The pact is designed to enhance these powers through the involvement of the ECJ, building on recent moves to give the European Commission and its top economics official, Olli Rehn, a more central role in enforcement.

But Germany and the European Central Bank (ECB) had expressed concerns that the new treaty was being eroded by an escape clause that would allow countries to suspend the fiscal rules in the event of exceptional economic circumstances or a downturn.

You should not have too much discretion in the fiscal compact through, for example, the escape clause, said a German official, speaking on condition of anonymity.

Keeping the ECB happy with the treaty is important as policy makers believe the central bank's willingness to go on buying the bonds of Italy, Spain, and other distressed Eurozone states depends in large part on having a strict new fiscal pact.

What concerns were expressed by the ECB?

As well as winning Germany's blessing, it is important to persuade the ECB that the pact marks a new chapter of closer economic coordination among the 17 countries using the euro.

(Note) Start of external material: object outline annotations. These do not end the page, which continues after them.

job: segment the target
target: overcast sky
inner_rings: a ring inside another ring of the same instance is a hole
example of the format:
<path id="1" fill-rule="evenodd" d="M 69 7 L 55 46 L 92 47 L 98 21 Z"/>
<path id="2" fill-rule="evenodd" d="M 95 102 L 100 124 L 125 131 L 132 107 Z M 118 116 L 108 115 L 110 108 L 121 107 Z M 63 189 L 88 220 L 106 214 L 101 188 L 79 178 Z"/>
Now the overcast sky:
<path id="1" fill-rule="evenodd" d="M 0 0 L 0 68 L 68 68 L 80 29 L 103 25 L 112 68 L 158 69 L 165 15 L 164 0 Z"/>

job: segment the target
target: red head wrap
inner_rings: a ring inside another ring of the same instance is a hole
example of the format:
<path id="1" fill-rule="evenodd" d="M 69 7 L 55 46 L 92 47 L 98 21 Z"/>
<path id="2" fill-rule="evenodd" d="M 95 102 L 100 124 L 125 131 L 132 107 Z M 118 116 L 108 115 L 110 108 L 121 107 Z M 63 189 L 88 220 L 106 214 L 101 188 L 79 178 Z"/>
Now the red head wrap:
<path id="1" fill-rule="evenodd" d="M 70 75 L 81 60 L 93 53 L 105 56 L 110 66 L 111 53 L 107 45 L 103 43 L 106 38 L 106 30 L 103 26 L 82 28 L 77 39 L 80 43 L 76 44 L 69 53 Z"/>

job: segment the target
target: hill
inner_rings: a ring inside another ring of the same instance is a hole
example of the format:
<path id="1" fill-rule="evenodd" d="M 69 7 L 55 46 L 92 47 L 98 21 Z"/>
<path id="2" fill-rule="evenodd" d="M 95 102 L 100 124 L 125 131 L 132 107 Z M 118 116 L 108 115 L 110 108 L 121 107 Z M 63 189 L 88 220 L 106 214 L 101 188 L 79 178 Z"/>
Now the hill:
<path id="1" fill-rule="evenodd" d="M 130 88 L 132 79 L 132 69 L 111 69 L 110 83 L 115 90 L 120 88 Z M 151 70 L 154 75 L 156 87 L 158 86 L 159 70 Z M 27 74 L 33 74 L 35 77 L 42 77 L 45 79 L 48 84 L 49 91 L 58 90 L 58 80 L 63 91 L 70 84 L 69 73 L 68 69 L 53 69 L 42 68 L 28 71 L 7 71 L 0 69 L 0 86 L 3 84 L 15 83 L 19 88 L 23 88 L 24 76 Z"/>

In a letter last week to the diplomats and officials negotiating the new pact, the bank laid down its demands, some of which have been addressed in the latest draft.

The ECB asked for powers for the EU's executive body, the European Commission, to set a timetable for countries to balance their budgets. This is now part of the draft pact.

The central bank also wanted a tighter definition of the circumstances when an escape clause would be triggered.

It called for a new rule making it necessary to have the backing of a qualified majority of states to deviate from the new budget standards, to make it harder to use the escape clause.

The latest draft refers to a corrective mechanism that will be triggered automatically if countries deviate from the new budget rules.

The softening of language instructing countries to write the new rules into their constitutions is also a cause for concern.

What are the other obstacles?

Some states had been worried that Germany and France will use the new treaty to push through other political goals.

Diplomats had feared the treaty will be used to lay the foundations for common European tax policies, an ambition of Germany's. That could hurt countries such as Ireland, which has attracted multinational firms with low corporate-tax rates.

Britain, which will not sign up to the pact, is concerned that it will further diminish the country's influence in Europe.

It has hinted it could oppose the use of EU institutions such as the ECJ and the European Commission by those countries that sign up to the new treaty, since EU institutions are supposed to be for all 27 EU states.

Will the treaty convince financial markets?

The treaty in itself is unlikely to restore market confidence and a lengthy debate or delay could further undermine weak sentiment. The pact is expected to come into force next Jan. 1.

Investors' attention is more on whether passage of the treaty persuades Germany to offer further financial help to the Eurozone, perhaps by backing the issuance of common bonds within the single currency area.

The timing of the new fiscal treaty is also linked to the Eurozone's permanent rescue scheme, the European Stability Mechanism (ESM), which is due to be started in July this year.

The latest draft proposes restricting assistance from the ESM to countries that have signed up to the fiscal pact.

I think that the goals of debt discipline will be achieved in the long run, said Daniel Gros of the Brussels-based Center for European Policy Studies think tank.

But not thanks to the treaty, rather due to the pressure from markets and the experience of countries like Italy. The treaty itself will be irrelevant.